Virtual Reality (VR)and Augmented Reality (AR) in construction industry

Virtual Reality and Augmented Reality (VR/AR) allows engineers/architects to take their designs to a whole new plane, opening up far-reaching opportunities for the construction industry.

Accorsing to the current projections, worldwide construction spending will reach $15.5 Trillion by 2030. By 2028, when its market share is expected to reach $250 Billion, AR/VR technology could completely change the entire market.

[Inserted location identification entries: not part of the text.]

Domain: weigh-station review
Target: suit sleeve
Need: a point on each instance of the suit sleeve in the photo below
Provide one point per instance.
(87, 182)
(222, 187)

Meanwhile. the newest AR/VR technologies can cut the building costs by up to 90% and save the construction industry up to $15.8 Billion through preventing mistakes caused by insufficient or inaccurate data.

The building industry has made steady advances toward more technologically advanced processes. AR and VR are built on top of existing technologies to give construction teams more information and help them plan better.

Benefits and limitations of AR/VR technology

Construction companies that successfully adopt and integate new technologies gain a compititive edge. That's why AR/VR technology has the potential to take the innovators to the next level. However, Ar/VR needs to gain traction before we see it in the wider use. Like every new tool, AR/VR technologies has some advantages and limitations. The advantages of AR/VR technology outweighs the limitations.

The advantages of AR/VR techology are:

  • Lower development costs and reduced time: Construction companies can employ AR/VR technology to plan a project from beginning to end, streamline the processes involved in most building projects, and decrease the guesswork, thus saving time and money while providing substantial design insights to clients and engineers/architects, and ensuring that everyone is on the same page.

  • Enable training safety: The construction sector operates in a high-risk field, but thanks to VR-based training solutions, professional can recreate real-life events in a fully immersive risk-free environment.

  • Improve collaboration and communication: VR tools ensure a more transparent project development process and more productive partnerships.

At the same time, there are still some limitations:

  • Weather-sensitive equipment and static environment: Equipment is frequently exposed to the adverse weather, and equipment performs best when the environment remains largely unchanged.

  • Need strong internet connection: While augmented reality apps can work offline, real-time collaboration will not be possible without the internet.

  • The necessity of learning curve: A new application like AR comes with a learning curve that may prevent companies from investing in the technology. But, with the advent of open-source mobile toolkits for AR, the cost of developing augmented reality apps is decreasing, and small-to-medium bussinesses have begun to reap the benefits of AR building.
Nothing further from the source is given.